Wieder waren die Hände verschwunden – durch das offene Fenster konnte man nichts als Dunkelheit sehen; und eine so gewaltige Sehnsucht packte Miltoun, daß er sich nicht zu bewegen vermochte. Er konnte sie jetzt spielen hören. Der murmelnde Fluß jener Melodie war wie die Nacht selbst, seufzend, bebend, sanft schmachtend. Sie schien ihn mit dieser Musik zu sich zu rufen, ihm damit zu sagen, wie sehr auch sie sich sehne, daß auch ihr Herz leer sei. Die Musik erstarb – und ihre weiße Gestalt erschien am Fenster. Vor dieser Erscheinung konnte er nicht zurückweichen, versuchte es auch gar nicht, sondern trat in den Lichtkreis einer Laterne. Und plötzlich sah er, wie sie die Arme ihm entgegenstreckte und sie dann gegen ihre Brust preßte. Da empfand Miltoun nichts andres mehr als wahnsinnige Sehnsucht. Er rannte durch den kleinen Garten, durch den Vorraum und die Treppe empor.

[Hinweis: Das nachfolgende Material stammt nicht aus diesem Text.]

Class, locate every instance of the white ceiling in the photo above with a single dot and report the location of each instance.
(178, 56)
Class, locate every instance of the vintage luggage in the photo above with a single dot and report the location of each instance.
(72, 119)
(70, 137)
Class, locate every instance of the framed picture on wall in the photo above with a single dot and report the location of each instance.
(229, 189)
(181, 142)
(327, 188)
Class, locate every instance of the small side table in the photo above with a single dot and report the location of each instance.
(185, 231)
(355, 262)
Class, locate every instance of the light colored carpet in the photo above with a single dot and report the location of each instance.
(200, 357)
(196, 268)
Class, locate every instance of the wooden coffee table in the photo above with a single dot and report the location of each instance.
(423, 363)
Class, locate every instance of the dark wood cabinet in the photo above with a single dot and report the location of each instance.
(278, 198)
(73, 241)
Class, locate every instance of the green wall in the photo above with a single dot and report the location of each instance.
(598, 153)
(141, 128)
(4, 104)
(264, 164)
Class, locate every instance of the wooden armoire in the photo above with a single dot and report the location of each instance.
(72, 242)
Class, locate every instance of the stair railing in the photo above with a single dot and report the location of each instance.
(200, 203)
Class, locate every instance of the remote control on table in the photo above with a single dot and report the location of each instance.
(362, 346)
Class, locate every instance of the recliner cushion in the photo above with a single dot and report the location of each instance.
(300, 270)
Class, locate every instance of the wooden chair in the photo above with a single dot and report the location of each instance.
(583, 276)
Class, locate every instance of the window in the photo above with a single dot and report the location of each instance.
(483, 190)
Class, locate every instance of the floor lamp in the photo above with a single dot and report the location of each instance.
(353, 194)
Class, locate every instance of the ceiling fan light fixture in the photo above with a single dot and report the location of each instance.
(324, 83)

Die Tür stand offen. Er trat ein. Dort, im Wohnzimmer, wo der Duft der roten Blumen im Fenster die ganze Luft erfüllte, war es dunkel, und er konnte sie anfangs nicht sehen, bis er den Schimmer ihres weißen Kleides, das sich vom Klavier abhob, bemerkte. Sie saß da, die Hände auf den bleichen Tasten. Er fiel auf die Knie und schmiegte sein Gesicht an sie. Dann hob er die Hände, ohne aufzublicken. Ihre Tränen flossen auf seine Hände herab; sie hielt sie an ihr Herz gedrückt, das bebend pochte, als atmete darin die leidenschaftliche Nacht, und alles andere als Nacht und Liebe hatte sich davongeschlichen.